Baharın ilk gününde “Bülbül” gelmiş fakat “Gül” açmamıştı. Gül çiçeğini açmadığı için, bülbül tarafından beğenilmemişti. Beğenilmeme nedenidir ki, bülbül gülün dalına konmadı. Eriğin dalından manzarayı izlemek zorunda kaldı.
Erik seslendi bülbüle, “Açmamışsa konma güle,” diye mesaj verdi. Bülbül beklemeye başladı. Geceyi dahi erik dalında geçirmeyi düşündü.
Gül açmak mı istememişti. Yoksa dış etkilerin olumsuzluklarını mı yaşıyordu. Olumsuz ortam şartları gülü, bülbülün karşısında belli ki zora sokmuştu.
Günler biraz daha sıcak geçse, gül açar ve bülbül, dalında şakıyabilirdi.
Soğukların bahara sarkması, gül çiçeğinin geç kalmasına neden olmuş ve bülbül erik dalında kalmıştı. Erik de çiçeklenmesini tamamlamamıştı. Yoksa beyaz çiçekleri bülbül beğenmeye çalışacaktı.
“Bülbül ve gül” birlikteliği için, havanın normalleşmesiyle, bir araya gelmeleri gerçekleşmişti. Bu birlikteliği kalbimin en güzel duygularıyla destekliyordum. Gül açmış ve yeşillikler arasında bülbül, iki güzellik bir aradaydı.
Gül kışa iyi hazırlanmıştı. Dibinin çevresine doğal gübre konmuş ve kapatılmıştı. Ayrıca etrafı sarılmış rüzgâra karşı korunmuştu. Bahar geldiğinde ise açılmıştı.
Bu şartlarda kıştan çıkan gül zamanında yaprağını çiçeğini açacaktı. Gülün bakımına gösterilen özen hiçbir çiçeğe uygulanmıyordu. Bülbül gülün dalında boy gösterecekti. Ötüşüyle ve göz alıcı renkleriyle bülbül ile bağını kuracaktı.
Kırmızı, sarı, pembe ve beyaz güllerin yanında bülbülle söyleşi her şeye değerdi. Bu konuyu eserine almış sanatçılar çoktu. Peş peşe çıkarılan eserlerinde konuyu incelemişlerdi. Hatta şiirlere ve şarkılarda söylenmişti.
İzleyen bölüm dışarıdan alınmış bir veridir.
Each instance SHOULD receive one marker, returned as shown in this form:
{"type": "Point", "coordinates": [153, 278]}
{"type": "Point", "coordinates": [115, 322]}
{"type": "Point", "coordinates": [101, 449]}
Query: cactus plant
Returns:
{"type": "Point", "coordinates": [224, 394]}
Bülbül yuvasını da gül dalına yapmış olması, güle bir kat daha değer kazandırmıştı. Gül korunurken, yuvada nasibini alıyordu. Böylece bülbülün yuvasının yeri hep gül dalı oluyordu.
Bülbülün içgüdüsel olarak aynı yere yuva yapması kaçınılmazdı. Gülün güvenliliği böyle bir içgüdü yaratmıştı.
Gülün büyümesi ve bülbülün daha rahat yuva yapması, iki güzelliği bir arada görmemizi sağlıyordu.